Spleen is one of the important lymphoid organs involved in the development and differentiation of T or B lymphocytes (Eerola et al. 1987). White et al. (1975) reported that spleen is the major source of antibody production against any antigen and its weight gain is a sign of increasing of the production of immune cells and cell population. In agreement with the results of this experiment, Davis and Kuttan (1998) reported that administration of WS extract (20 mg/kg body weight) significantly increased the size and weight of spleen in rats with chemically suppressed immunity. Davis and Kuttan (2000) reported that administration of 20 mg/kg body weight of WS root powder stimulated the weight of spleen and thymus indicating that WS extract stimulated the production of immune cells.

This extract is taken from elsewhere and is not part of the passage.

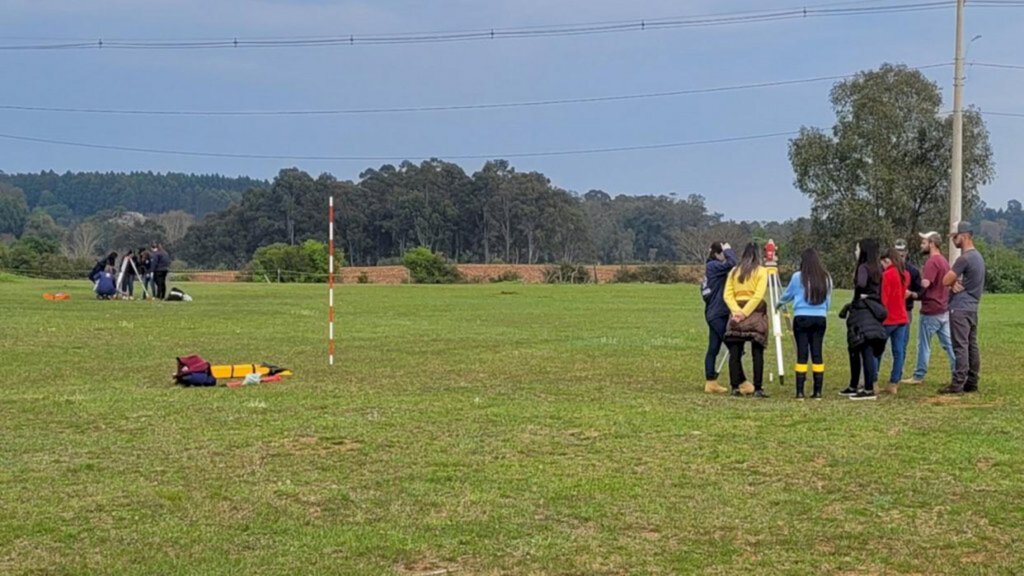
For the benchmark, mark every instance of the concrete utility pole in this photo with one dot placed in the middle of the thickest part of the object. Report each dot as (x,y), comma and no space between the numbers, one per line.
(956,173)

Davis and Kuttan (1998) studied intestinal villus architecture of mice treated with different levels of cyclophosphamide in the presence and absence of WS. Results showed that crypts of the WS-treated group were not fused or any reduction in the number was seen. Also, Villi looked slightly shortened, not distorted, and there was no necrosis of mucous cells throughout the villi. They pointed out that WS is a potent growth factor stimulating the immune system and thereby positively affecting the structure and function of epithelial cells in all parts of villi. It is possible that the change in villus width may be a reflection of differences in immune response. Dibner et al. (2008) reported that Lamina propria is the largest determinant of villus width and is populated with fibroblasts, endothelial cells, lymphocytes, macrophages, and Ig-secreting plasma cells. These results are reflected in primary antibody response findings as evident from the increased IgG. The addition of 150 mg/kg WS to negative control diets significantly increased IgG and villus width. The results indicate that these effects can provide some insight into the relation between immune status and intestinal morphologic parameters.

5. Conclusion

Under the conditions of this study, it was concluded that administration of 150 mg/kg WS and WC significantly increased the production of IgG specific to SRBC on primary and secondary antibody response, respectively. Significant increases in the spleen weight were noted with supplementation of 150 mg/kg WS and 1,25(OH)₂D₃ at 42 days of age. Also, administration of WS significantly increased villus width at this age. Our results justify further research in this area to determine the optimal dietary inclusion level and the mechanism of action of plant extracts warrants further investigation.

Disclosure statement

No potential conflict of interest was reported by the authors.